Since he is an actor, Lorean explains it in terms he can understand. “How does the audience know something the characters don’t? Les enfants are on the outside looking in.”
“Les enfants,” repeats Keating. He writes it down.
This is in their early days—she’s more than just his tutor, but they have yet to fall in love. As they talk, she peppers her speech with Québécois. Lorean likes that Keating is tall and has a movie star’s looks, but his most attractive feature is his effort to speak in her native tongue. There’s a difference between Parisian French and Québécois; most of her students want one and not the other. But Keating wants to speak like she used to back home. He says her name like her father or, for that matter, the boy who is waiting for her back home. Not Lor-e-an, each letter pronounced. Lor-ee-unh. That silent en, the end of the word trailing into space.

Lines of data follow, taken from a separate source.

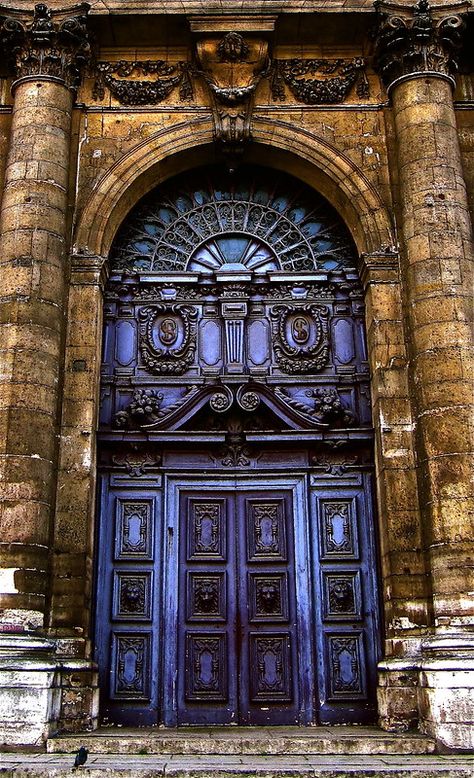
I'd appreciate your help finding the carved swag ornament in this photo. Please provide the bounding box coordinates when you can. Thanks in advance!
[92,59,194,105]
[0,3,90,88]
[374,0,466,89]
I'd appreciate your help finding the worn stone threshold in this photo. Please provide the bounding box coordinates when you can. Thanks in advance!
[0,753,473,778]
[46,726,435,756]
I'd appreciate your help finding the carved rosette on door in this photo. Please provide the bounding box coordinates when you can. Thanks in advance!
[96,165,378,726]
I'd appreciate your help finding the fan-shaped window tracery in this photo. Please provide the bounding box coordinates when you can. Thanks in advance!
[112,167,355,273]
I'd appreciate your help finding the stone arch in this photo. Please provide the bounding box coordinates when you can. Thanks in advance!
[74,117,395,257]
[58,117,406,672]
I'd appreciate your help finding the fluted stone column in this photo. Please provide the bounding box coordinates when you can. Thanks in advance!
[0,4,89,742]
[376,0,474,747]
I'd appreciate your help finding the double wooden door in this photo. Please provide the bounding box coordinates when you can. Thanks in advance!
[95,473,379,726]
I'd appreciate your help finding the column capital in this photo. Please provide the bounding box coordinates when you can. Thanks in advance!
[374,0,468,92]
[0,3,90,89]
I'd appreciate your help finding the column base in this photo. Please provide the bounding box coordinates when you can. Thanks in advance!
[0,634,99,748]
[419,634,474,751]
[377,657,420,732]
[0,635,60,746]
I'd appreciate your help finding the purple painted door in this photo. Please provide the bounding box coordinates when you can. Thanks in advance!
[177,491,299,724]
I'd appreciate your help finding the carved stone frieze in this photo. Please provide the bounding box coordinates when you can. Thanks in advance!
[139,304,197,375]
[305,387,353,424]
[374,0,466,90]
[271,304,329,373]
[271,57,369,105]
[220,432,252,467]
[93,59,194,105]
[274,386,354,427]
[112,451,162,478]
[0,3,90,88]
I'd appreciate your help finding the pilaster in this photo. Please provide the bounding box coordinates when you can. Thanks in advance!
[376,0,473,747]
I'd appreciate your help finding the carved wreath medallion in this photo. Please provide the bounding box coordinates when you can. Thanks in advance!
[139,305,197,375]
[271,305,329,373]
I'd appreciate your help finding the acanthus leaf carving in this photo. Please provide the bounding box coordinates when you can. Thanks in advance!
[274,386,354,427]
[374,0,466,89]
[115,389,163,427]
[0,3,91,88]
[271,57,369,105]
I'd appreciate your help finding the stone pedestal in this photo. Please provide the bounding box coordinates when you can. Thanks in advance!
[0,635,60,748]
[0,3,90,745]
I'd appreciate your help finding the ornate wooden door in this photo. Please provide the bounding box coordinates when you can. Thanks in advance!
[95,168,380,725]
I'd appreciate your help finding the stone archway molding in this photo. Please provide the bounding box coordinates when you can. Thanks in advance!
[73,116,396,257]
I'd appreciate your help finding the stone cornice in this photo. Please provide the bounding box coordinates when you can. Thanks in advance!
[374,0,469,92]
[0,3,90,89]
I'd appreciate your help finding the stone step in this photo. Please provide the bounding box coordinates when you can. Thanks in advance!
[47,727,435,756]
[0,754,473,778]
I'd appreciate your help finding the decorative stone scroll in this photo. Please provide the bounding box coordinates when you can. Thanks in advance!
[92,59,194,105]
[374,0,466,90]
[139,305,197,375]
[271,57,369,105]
[0,3,90,88]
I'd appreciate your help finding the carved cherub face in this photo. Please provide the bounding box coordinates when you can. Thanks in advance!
[332,581,351,607]
[122,581,142,610]
[197,581,217,613]
[217,32,249,62]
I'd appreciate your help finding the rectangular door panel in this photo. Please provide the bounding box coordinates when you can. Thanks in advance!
[236,492,299,725]
[310,474,379,724]
[95,474,162,726]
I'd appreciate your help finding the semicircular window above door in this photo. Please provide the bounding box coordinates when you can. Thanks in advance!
[111,167,355,273]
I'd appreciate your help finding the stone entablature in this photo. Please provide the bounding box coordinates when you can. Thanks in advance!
[0,0,474,746]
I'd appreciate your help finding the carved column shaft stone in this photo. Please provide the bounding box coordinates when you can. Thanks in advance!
[377,0,474,747]
[0,5,90,628]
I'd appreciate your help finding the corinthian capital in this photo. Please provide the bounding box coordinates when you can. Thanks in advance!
[0,3,90,88]
[374,0,468,90]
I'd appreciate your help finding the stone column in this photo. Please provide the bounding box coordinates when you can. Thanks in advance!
[375,0,474,747]
[0,3,89,742]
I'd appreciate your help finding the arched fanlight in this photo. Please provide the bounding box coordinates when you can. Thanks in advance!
[111,166,355,274]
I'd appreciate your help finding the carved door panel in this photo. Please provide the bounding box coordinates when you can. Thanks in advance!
[310,474,379,724]
[176,491,298,724]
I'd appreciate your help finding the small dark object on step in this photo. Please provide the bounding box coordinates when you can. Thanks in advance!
[74,746,89,767]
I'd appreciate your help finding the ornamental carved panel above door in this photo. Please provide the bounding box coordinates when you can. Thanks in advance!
[96,167,379,725]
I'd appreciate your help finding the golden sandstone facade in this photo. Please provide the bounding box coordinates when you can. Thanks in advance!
[0,0,474,748]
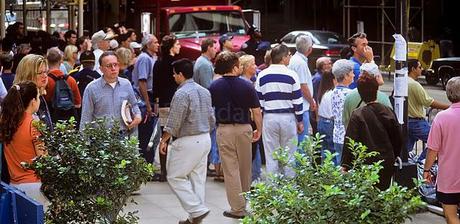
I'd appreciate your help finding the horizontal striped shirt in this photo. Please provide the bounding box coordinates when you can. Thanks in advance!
[255,64,303,122]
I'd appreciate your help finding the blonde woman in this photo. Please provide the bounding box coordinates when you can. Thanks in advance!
[13,54,53,130]
[62,45,78,73]
[239,54,257,85]
[115,47,134,83]
[0,81,47,208]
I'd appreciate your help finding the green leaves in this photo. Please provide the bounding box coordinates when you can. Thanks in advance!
[243,135,424,224]
[28,119,154,223]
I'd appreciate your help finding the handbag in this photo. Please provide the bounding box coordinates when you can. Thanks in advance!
[393,156,417,188]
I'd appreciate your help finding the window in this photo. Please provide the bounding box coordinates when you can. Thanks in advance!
[169,11,246,38]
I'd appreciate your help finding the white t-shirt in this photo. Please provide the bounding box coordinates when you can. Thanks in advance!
[318,90,332,119]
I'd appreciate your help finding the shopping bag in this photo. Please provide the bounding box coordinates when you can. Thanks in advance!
[393,157,417,188]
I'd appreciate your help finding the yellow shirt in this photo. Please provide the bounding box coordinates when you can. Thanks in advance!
[407,77,434,118]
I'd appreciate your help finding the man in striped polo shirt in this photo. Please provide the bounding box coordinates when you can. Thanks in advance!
[256,44,304,176]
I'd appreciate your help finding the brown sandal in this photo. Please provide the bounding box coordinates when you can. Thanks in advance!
[214,175,224,183]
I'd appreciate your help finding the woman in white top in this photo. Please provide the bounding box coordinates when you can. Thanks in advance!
[318,71,337,159]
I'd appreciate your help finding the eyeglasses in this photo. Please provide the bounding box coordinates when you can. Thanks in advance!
[35,70,48,76]
[103,63,120,69]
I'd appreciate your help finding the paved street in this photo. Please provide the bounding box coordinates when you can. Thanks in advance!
[122,76,448,224]
[126,178,444,224]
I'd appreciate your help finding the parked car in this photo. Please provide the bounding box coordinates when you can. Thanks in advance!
[425,57,460,89]
[278,30,348,72]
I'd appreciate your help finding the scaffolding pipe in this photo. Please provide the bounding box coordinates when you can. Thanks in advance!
[0,0,6,38]
[46,0,51,33]
[420,0,425,42]
[347,0,350,37]
[342,0,346,36]
[22,0,27,36]
[78,0,84,37]
[380,0,385,65]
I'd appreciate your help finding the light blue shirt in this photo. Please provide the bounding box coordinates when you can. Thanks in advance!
[193,55,214,89]
[132,52,156,91]
[80,77,141,130]
[288,52,313,112]
[0,74,8,103]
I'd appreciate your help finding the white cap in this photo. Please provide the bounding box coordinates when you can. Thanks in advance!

“Everyone in that town was hiding something,” she goes on. “Geneviève. Une village Québécois. They had clear ideas about what should and should not be said out loud. But I wanted everything to be said out loud. I didn’t like all the acting.”
“I hope your opinions have changed,” says Keating.
“You aren’t going to fool me,” Lorean says. “I’m on the outside looking in at you too.”
It’s late summer in the last years of the twentieth century, and they’re walking through the city on the hottest day of the year. Keating has just broken up with his girlfriend, but Lorean is still with Denis Beaufort, the boy she left back home. Back in that village Quebecois. Denis believes they will marry, and Lorean has the promise ring to prove it. She doesn’t like the ring; she finds it ugly and embarrassing, like a sin exposed. She often hides her hand.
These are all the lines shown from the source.